Thanks for your story on NYPD Blue (#194, Oct. 29). Let all those affiliate stations that have refused to air Blue show reruns of Hee Haw while their viewers drive across the border for what you rightly called “TV’s hottest (and best) new drama.” Good ratings are the best revenge.
New York City
I applaud Lisa Schwarzbaum’s first-class profile of NYPD Blue, which is not a cheap piece of exploitative trash, but a stylishly written, professionally acted drama about big-city cops. The priggish affiliates that have refused to carry it and the baying pressure groups who’ve denounced it should wake up to the fact that with Blue, TV is finally beginning to take its head out of the sand in regard to human sexuality and language.

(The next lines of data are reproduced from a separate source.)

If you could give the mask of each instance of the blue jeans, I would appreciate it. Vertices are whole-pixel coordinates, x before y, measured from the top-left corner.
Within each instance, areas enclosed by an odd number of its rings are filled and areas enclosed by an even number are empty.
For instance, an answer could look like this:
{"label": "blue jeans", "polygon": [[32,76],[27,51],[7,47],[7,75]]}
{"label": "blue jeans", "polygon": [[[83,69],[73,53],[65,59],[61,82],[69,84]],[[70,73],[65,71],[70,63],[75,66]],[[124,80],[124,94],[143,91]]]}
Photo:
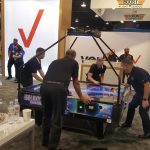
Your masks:
{"label": "blue jeans", "polygon": [[[149,118],[149,114],[148,114],[150,106],[147,107],[146,109],[143,108],[142,107],[142,99],[143,99],[143,96],[141,96],[141,95],[135,94],[133,96],[133,99],[129,103],[129,106],[128,106],[126,124],[128,124],[128,125],[132,124],[134,114],[135,114],[135,108],[137,108],[139,106],[139,114],[142,119],[144,133],[150,133],[150,118]],[[150,97],[149,97],[149,104],[150,104]]]}

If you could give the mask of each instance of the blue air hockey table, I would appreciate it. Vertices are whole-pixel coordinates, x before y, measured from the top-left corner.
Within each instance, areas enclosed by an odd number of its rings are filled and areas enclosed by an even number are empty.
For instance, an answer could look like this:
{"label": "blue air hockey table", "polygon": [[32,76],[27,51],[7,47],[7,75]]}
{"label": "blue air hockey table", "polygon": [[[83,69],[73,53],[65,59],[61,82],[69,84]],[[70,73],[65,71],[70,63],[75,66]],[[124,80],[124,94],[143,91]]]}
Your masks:
{"label": "blue air hockey table", "polygon": [[[75,130],[86,130],[96,134],[98,138],[103,138],[103,124],[119,122],[128,91],[124,87],[121,87],[120,100],[119,104],[117,104],[118,88],[116,86],[95,86],[88,82],[80,82],[80,85],[82,93],[87,94],[91,102],[88,105],[83,104],[79,100],[73,84],[70,83],[64,114],[64,127]],[[40,85],[21,88],[19,102],[21,107],[42,110]]]}

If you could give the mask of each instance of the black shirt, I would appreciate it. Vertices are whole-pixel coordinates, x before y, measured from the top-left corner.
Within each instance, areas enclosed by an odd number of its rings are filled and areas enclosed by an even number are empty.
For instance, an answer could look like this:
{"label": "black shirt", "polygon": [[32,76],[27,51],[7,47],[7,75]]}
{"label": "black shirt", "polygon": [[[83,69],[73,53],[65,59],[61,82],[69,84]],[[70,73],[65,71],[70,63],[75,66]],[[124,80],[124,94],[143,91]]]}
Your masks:
{"label": "black shirt", "polygon": [[133,67],[127,83],[132,85],[135,92],[141,96],[144,94],[144,84],[150,82],[149,73],[139,67]]}
{"label": "black shirt", "polygon": [[92,78],[96,81],[101,82],[101,76],[105,73],[106,66],[103,65],[102,67],[98,68],[97,64],[92,64],[90,67],[89,73],[92,73]]}
{"label": "black shirt", "polygon": [[119,61],[122,61],[124,60],[125,58],[131,58],[131,60],[133,60],[133,56],[130,55],[130,54],[122,54],[120,57],[119,57]]}
{"label": "black shirt", "polygon": [[49,65],[44,81],[61,82],[68,87],[71,77],[73,79],[78,77],[78,70],[78,63],[72,58],[64,57],[54,60]]}
{"label": "black shirt", "polygon": [[108,56],[108,60],[109,60],[109,61],[114,61],[114,62],[115,62],[115,61],[117,61],[117,56],[114,55],[114,54],[109,55],[109,56]]}
{"label": "black shirt", "polygon": [[23,79],[31,79],[32,73],[37,73],[37,71],[41,69],[41,61],[37,57],[34,57],[32,60],[25,64],[21,76],[23,77]]}

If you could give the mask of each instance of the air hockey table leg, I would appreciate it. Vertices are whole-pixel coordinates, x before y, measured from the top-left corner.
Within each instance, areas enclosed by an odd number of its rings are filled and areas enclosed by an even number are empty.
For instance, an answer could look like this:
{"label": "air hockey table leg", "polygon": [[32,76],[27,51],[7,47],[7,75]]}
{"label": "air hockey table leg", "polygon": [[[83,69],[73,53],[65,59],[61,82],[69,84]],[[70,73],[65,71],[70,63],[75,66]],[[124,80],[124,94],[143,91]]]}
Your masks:
{"label": "air hockey table leg", "polygon": [[103,124],[103,121],[98,119],[96,120],[96,128],[97,128],[97,138],[98,139],[103,139],[104,138],[104,124]]}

Apparently, the only way an already good cop show acquires a sufficient audience is to add nudity and profanity. Damn! I wish Barry Levinson had thought of that; maybe Homicide: Life on the Street would still be on the air.
In your article on NYPD Blue, you discuss Dennis Franz’s first role on Hill Street Blues as Sal Benedetto. Any die-hard Hill Street fan knows Benedetto died from a self-inflicted gunshot wound when he was cornered by the police in a bank vault, not from a dynamite explosion.
It doesn’t take a genius to figure out why the soaps are dying out. While they’ve been running the same story lines for the past 10 years, talk shows offer a variety of eccentric characters and creative mayhem. Soaps give you characters who are clones of blond, perky, D-cupped women and muscular, square-jawed, misunderstood men. Talk shows give you transvestites, women who sleep with their mothers’ bisexual plumbers, and people who’ve been seduced by aliens in UFOs. Is there really any comparison?
Thanks for the wonderful article on Reba McEntire. She’s been my favorite musician for as long as I can remember. It is high time this classy country lady got some credit! Keep up the good work Reba, and you too, EW.
So, George Tirebiter, former child star (Highschool Madness) and Firesign Theatre in-joke, is going to play Bart in The Simpsons: The Next Generation (Kids Extra)? It’s obscure stuff like this that puts your magazine head and shoulders above the crowd. Shoes for industry!
Clarification: Our Q&A with Ren & Stimpy (Kids Extra) was written jointly by Billy West and Bob Camp, not solely by Camp.